Homeschoolers can consider foreign languages, art, and music in the context of what God says in the Bible. A study of the arts and languages can develop skills for ministry, aid in worship, bring joy to others and self, and even provide for an eventual career.

If you have little money, interest, or talent in the arts, you can still find ways to develop your child's gifts. You can learn computer graphics, painting, crafts, keyboarding, guitar, and many other instruments from borrowed library books, CD-ROMS, DVDs, and videos. If you have Internet access, you can use a search engine to find free music and art lessons to download. Be specific. The keywords "free Christian guitar lessons" netted over 72,000 web sites. A search for "free homeschool Christian worship guitar lessons" yielded only ninety.

One homeschool family receives the gift of piano lessons from a grandparent. Some families trade for lessons or instrument rental or join homeschool co-ops. In a co-op, families meet together and take turns teaching classes. One crafty parent may teach art, while another might excel at and teach writing.

You don't need an expensive instrument, unless your child shows an unusual interest or talent in music. Quality recorders, harmonicas, and keyboards can make beautiful music, and can cost less than a meal away from home. You can also buy used instruments at thrift stores, music stores, garage sales, or from private individuals.

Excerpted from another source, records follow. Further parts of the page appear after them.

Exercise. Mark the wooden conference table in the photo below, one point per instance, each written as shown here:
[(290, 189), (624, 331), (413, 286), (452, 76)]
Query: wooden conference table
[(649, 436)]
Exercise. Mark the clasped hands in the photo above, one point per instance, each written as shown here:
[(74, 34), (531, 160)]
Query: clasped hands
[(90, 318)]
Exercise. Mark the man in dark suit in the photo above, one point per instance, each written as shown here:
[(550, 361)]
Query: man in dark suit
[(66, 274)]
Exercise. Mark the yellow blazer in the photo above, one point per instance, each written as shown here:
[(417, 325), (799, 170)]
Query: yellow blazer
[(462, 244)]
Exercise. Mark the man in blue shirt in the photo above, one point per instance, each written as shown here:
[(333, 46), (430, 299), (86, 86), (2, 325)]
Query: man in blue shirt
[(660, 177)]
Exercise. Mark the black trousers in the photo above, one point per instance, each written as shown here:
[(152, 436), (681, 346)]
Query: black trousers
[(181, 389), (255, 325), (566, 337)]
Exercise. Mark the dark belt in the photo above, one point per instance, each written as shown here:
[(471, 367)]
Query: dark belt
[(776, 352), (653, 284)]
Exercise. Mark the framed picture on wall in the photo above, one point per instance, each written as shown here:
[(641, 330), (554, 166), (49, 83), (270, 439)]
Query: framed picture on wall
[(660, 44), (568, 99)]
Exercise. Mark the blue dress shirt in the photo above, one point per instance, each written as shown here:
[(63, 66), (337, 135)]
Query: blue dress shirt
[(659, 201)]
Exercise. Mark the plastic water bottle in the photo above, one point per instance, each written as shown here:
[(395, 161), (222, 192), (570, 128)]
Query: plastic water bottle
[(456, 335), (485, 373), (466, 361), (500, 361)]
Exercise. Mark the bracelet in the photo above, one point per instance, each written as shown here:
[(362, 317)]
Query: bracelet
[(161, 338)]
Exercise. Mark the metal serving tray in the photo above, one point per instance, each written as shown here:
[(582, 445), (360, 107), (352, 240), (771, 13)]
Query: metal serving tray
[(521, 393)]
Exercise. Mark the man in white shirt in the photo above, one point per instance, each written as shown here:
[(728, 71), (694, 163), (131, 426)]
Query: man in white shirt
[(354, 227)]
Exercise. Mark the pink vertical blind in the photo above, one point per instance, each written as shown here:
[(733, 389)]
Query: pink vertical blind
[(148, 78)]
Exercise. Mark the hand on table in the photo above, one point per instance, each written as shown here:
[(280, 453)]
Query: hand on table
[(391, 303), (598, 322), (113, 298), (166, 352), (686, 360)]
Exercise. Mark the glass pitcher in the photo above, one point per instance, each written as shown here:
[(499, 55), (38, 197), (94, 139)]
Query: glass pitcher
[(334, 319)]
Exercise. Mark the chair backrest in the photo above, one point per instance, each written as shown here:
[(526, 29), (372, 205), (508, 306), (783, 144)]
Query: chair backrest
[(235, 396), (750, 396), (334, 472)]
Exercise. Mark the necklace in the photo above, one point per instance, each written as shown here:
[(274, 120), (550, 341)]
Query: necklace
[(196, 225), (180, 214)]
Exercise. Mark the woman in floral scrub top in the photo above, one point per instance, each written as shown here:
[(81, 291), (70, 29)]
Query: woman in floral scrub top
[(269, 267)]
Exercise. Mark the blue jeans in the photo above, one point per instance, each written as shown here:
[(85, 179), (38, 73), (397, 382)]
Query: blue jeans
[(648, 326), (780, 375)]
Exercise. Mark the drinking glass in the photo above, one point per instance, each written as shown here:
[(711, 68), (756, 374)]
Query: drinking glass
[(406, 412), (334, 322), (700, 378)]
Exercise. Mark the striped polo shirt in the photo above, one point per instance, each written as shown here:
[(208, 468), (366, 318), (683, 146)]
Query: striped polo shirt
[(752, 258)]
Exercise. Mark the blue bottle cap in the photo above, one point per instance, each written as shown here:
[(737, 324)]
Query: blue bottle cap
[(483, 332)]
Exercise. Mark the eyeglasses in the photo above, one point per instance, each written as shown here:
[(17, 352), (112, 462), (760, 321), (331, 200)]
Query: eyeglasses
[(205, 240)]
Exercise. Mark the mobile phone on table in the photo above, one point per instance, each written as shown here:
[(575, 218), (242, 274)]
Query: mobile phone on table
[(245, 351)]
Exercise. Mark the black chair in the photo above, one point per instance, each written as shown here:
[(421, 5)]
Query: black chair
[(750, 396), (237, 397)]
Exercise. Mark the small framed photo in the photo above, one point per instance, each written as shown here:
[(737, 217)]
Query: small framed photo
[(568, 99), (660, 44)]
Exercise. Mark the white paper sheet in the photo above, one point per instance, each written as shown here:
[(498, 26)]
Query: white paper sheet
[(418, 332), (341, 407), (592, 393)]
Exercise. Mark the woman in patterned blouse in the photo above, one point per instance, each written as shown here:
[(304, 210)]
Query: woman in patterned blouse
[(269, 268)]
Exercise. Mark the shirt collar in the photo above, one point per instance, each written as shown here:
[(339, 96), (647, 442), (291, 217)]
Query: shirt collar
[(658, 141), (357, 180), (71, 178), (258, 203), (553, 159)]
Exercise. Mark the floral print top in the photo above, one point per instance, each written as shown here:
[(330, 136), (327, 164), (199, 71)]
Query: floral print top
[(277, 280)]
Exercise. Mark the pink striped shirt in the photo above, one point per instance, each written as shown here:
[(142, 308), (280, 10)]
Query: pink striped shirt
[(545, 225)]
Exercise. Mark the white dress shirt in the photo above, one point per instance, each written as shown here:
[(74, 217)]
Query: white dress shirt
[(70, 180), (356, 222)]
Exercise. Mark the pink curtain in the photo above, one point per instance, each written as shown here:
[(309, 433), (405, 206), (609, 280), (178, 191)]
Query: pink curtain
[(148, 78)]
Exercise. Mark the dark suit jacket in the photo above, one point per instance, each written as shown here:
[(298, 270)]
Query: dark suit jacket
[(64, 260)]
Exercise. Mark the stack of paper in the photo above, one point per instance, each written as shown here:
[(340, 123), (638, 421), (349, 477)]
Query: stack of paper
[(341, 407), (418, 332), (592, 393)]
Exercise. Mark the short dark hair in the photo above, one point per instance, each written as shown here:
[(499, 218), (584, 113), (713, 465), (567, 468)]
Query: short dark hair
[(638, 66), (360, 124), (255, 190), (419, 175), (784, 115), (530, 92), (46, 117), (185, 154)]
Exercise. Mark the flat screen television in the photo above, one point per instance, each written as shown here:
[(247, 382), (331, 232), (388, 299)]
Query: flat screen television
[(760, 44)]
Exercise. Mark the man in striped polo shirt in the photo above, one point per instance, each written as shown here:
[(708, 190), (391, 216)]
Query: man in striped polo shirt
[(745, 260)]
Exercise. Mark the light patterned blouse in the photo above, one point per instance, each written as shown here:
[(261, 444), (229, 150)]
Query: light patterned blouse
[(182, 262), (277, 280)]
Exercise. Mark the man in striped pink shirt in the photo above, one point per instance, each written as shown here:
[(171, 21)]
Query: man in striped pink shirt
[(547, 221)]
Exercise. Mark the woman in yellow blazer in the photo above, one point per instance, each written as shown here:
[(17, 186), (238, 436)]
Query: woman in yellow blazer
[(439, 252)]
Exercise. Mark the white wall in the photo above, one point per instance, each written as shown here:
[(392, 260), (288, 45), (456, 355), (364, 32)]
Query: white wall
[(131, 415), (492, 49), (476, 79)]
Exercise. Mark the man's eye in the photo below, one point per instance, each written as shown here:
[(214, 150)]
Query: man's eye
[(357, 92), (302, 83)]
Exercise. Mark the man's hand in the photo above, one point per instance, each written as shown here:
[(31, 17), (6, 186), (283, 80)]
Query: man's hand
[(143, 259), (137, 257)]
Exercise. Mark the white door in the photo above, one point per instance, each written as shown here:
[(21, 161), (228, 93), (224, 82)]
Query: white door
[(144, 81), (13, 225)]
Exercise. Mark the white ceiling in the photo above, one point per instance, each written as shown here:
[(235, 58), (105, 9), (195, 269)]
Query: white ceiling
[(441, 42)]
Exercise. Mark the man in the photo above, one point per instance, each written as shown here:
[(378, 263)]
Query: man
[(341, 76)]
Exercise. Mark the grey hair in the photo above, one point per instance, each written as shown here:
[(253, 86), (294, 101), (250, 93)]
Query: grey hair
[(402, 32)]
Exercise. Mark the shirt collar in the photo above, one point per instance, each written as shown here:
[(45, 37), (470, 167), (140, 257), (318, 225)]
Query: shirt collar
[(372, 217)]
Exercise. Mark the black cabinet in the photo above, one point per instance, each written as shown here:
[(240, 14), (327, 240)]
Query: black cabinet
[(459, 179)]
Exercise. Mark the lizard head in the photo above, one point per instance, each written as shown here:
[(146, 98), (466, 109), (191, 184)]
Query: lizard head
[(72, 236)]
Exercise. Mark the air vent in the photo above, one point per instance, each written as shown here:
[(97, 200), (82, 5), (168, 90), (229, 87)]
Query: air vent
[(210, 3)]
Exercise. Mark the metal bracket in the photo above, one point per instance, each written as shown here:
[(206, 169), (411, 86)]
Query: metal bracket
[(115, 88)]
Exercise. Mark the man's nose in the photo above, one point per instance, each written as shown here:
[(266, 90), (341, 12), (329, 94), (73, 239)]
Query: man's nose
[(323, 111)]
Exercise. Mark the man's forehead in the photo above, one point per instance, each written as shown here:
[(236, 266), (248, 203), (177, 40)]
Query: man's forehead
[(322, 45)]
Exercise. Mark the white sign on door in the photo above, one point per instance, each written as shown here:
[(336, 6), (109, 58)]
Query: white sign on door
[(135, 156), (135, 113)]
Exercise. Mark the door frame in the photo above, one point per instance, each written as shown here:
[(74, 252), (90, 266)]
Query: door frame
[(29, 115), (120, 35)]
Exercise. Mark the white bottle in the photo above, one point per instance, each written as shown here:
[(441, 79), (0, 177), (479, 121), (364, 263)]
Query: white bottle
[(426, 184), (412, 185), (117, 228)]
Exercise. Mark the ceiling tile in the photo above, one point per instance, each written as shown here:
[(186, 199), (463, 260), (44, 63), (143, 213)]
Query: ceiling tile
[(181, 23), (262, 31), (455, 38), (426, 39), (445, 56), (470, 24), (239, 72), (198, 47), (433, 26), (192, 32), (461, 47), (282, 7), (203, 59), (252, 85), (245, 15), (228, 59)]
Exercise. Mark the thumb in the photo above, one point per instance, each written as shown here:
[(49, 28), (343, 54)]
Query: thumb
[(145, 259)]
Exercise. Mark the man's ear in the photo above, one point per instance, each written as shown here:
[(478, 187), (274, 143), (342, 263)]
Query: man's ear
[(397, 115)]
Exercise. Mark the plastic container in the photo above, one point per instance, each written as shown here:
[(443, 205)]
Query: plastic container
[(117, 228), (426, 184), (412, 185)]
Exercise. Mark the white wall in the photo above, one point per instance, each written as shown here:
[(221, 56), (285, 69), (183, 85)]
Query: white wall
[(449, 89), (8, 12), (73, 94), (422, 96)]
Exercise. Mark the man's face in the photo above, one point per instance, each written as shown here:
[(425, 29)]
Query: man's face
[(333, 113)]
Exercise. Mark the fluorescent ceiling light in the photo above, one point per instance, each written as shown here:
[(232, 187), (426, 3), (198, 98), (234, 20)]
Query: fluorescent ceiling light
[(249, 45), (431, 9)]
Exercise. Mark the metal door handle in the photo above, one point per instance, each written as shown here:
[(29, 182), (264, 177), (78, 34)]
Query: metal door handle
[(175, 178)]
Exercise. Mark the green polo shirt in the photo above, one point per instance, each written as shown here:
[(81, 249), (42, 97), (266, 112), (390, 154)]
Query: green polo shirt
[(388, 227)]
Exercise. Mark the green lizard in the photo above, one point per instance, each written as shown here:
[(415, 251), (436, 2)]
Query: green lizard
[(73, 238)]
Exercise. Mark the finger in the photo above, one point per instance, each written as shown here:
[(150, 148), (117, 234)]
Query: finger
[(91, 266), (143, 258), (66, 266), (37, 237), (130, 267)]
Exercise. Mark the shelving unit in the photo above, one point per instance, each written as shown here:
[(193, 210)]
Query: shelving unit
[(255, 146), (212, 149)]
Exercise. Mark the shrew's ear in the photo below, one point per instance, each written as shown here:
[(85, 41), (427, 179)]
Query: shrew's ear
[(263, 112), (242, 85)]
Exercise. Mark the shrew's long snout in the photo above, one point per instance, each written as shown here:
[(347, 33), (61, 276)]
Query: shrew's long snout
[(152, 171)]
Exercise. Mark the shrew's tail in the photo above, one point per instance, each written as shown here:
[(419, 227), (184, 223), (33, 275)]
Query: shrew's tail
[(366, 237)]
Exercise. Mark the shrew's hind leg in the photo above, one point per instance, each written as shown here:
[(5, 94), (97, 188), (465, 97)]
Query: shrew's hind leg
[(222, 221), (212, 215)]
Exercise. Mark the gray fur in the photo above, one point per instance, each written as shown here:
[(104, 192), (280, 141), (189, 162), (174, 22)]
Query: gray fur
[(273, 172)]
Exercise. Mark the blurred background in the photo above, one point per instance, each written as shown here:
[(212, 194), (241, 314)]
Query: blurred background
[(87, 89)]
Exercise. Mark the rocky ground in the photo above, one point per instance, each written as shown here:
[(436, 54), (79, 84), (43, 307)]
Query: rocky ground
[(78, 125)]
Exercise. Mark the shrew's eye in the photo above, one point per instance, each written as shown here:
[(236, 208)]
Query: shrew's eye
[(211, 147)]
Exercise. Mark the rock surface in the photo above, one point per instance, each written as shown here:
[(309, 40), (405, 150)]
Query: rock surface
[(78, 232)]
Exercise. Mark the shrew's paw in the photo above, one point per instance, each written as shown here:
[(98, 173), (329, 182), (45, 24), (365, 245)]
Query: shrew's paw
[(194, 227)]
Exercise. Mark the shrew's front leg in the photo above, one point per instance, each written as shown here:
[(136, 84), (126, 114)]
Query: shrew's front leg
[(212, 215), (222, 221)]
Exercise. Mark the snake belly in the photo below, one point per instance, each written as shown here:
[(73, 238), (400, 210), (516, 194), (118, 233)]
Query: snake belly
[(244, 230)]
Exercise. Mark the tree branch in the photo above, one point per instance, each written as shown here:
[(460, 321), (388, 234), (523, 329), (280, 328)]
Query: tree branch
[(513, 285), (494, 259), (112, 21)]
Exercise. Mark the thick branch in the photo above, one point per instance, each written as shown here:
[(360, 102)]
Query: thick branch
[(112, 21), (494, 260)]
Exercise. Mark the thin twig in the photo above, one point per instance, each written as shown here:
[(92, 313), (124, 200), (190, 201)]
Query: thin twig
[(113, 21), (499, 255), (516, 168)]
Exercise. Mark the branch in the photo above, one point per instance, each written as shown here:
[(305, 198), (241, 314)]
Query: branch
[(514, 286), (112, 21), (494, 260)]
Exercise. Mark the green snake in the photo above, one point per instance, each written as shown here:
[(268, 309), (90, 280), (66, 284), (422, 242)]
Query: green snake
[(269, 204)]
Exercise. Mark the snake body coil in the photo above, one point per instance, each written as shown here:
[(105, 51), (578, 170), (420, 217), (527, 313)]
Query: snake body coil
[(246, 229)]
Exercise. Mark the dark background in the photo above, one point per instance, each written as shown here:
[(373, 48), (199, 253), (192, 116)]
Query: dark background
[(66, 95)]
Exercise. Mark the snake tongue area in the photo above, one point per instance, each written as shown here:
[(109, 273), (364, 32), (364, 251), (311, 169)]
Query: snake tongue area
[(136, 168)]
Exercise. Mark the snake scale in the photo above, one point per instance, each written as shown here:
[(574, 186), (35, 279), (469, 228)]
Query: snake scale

I collect and play about a half dozen instruments - all of them badly, unfortunately. I acquired most of my instruments used. One instrument - an inexpensive lap harp - is so easy, it even makes me sound like a musician. You place the music sheets under the string, and follow the dots. You can buy a new lap harp for as little as forty dollars, and they make great birthday or Christmas gifts from grandparents (hint, hint!) Art materials can also make great gifts, and because they get used up, you can give them again and again.

Find inexpensive instruments from RhythmBand at www.rhythmband.com and Mountain Ocarinas, mountainocarinas.com/index.htm. Locate ideas and resources for Christian arts and crafts from sources such as Keepers of the Faith, www.keepersofthefaith.com and Christian Creations, www.christiancreations.com.

Whatever the subject, a biblical worldview will "take every thought captive" to the glory of God (2 Cor. 10:5). Alpha Omega (www.home-schooling.com), Bob Jones University Press (www.bjupress.com), Christian Liberty Academy (www.homeschools.org), Mastery Publications (www.masterypublications.com), Vision Forum (www.visionforum.com), and many other publishers, offer unapologetically Christian education materials.

Also try these free or inexpensive Bible study publications:

  • Online Bibles and Exhaustive Concordances at www.biblegateway.com

  • Download a free electronic Bible, in many different languages at www.scriptures.com.

  • Seeds, PO Box 563, Monroe, CT 06468, www.tracts.com, offers free Christian tracts - sent by mail or electronically. Use them to teach your children, or reach out to others.

  • Chick also offers free tracts online, at www.chick.com.

  • Walk Thru the Bible Ministries, Inc., P.O. Box 80587, Atlanta, GA 30366; 770-458-9300, 800-763-5433 (to order) www.walkthru.org, offers materials such as memory cards and coloring books to memorize the Bible.

  • Bold Christian Living, www.boldchristianliving.com, provides materials for memorizing Scripture as a joyful part of home schooling.

  • You may wish to search www.yahoo.com or your favorite Internet search engine, under "tracts," "Bible study," "Bible" or your denomination for other free offers.